Kurds living in Greece call for international intervention in Afrin during a protest in front of EU offices in Athens last week. Photo: Louisa Gouliamaki/AFP
ERBIL, Kurdistan Region – Kurds in Rojava are pursuing diplomatic channels to end “violations” in Afrin as reports of looting, demographic change, and abuse of the local population continue to come out of the canton under control of Turkish forces and their Syrian allies.
“Of course, one of our main fears are the incidents – in addition to the violations in Afrin – is the demographic change in Afrin, therefore we keep meeting representatives of the international community, the representative of the UN, and the Security Council,” Hawas Agid, a member of the Kurdish National Council (ENKS), told Rudaw from Istanbul.
ENKS, an opposition group in Rojava, is a member of the Syrian National Coalition, an opposition umbrella group supported by Turkey.
Agid said that they “hand over” information on anything new that occurs in the region, including reports that Syrian militias have entered people’s homes in Afrin and are preventing families from returning to their villages. He also said that fighters have raped women.

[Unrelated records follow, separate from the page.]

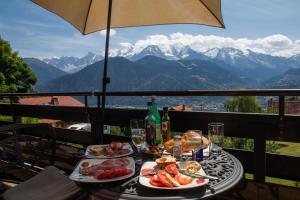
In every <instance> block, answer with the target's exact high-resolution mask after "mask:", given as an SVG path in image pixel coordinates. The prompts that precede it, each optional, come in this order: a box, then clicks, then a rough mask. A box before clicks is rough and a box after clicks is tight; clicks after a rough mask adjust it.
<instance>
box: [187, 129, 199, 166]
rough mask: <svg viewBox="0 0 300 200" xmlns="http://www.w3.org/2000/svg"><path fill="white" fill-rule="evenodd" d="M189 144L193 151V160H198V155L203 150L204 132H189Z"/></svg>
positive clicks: (188, 137)
mask: <svg viewBox="0 0 300 200" xmlns="http://www.w3.org/2000/svg"><path fill="white" fill-rule="evenodd" d="M187 142H188V144H189V147H190V148H191V149H192V156H193V160H196V153H197V152H198V151H199V150H200V149H201V148H202V131H200V130H191V131H189V134H187Z"/></svg>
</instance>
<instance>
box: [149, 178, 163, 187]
mask: <svg viewBox="0 0 300 200" xmlns="http://www.w3.org/2000/svg"><path fill="white" fill-rule="evenodd" d="M149 182H150V184H151V185H153V186H156V187H166V186H165V185H164V184H162V183H161V182H160V181H156V180H155V179H154V178H153V177H151V178H150V181H149Z"/></svg>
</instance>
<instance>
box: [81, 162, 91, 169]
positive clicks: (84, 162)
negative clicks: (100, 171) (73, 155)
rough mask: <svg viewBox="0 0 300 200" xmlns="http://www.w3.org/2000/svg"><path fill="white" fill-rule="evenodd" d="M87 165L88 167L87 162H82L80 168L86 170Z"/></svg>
mask: <svg viewBox="0 0 300 200" xmlns="http://www.w3.org/2000/svg"><path fill="white" fill-rule="evenodd" d="M89 165H90V163H89V162H83V163H81V167H82V168H86V167H88V166H89Z"/></svg>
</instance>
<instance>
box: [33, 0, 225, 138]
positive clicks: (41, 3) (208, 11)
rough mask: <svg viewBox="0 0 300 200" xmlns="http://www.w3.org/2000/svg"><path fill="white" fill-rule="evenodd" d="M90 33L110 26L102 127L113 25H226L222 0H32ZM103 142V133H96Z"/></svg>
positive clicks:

“This is something which is far from socially moral,” he said, adding that they have informed Turkey about such reports
The ruling coalition in Rojava, TEV-DEM, is also engaged in diplomatic efforts for Afrin. Co-leader Aldar Khalil said that they have increased their diplomatic efforts in an interview with ANF media.
Related: ENKS urges int'l protection for Afrin, condemning PYD policy
"[Turkish President] Erdogan faces tough times. For example, Afrin's invasion won't be as he wants. In the short-term, he can occupy Afrin, but in the long-term, there are difficult days ahead. His actions will have grave consequences,” Khalil said.
Turkey considers the main Kurdish groups in Rojava, the armed YPG/YPJ and the political party PYD, to be branches of the PKK, a named terror organization. Turkish forces, backing Syrian militias, launched a military campaign against Afrin canton on January 20, framing it as a counter-terror operation.
Turkey declared they had control of the canton two months later. The YPG announced it would continue to fight the Turkish forces and Syrian militias, launching a guerrilla-style campaign.
More than 137,000 civilians remain displaced from Afrin and another 50,000 to 70,000 are estimated to have remained in Afrin city, according to UN figures.
Nearly a month after military operations finished, Khalil said that three quarters of the population are displaced from their homes. “This proves that there is oppression,” he said, vowing that they will continue resistance operations at home and abroad.
Related: Turkish-backed interim council elected in Afrin: state media
On the ground in northern Syria, the Kurdish forces are allied with the US-led coalition in the war against ISIS. Kurdish leaders have also met with European officials, including French President Emmanuel Macron.
Turkey’s President Recep Tayyip Erdogan has denied they seek to “occupy” Afrin, saying the plan is to hand the region over to its “real owners.”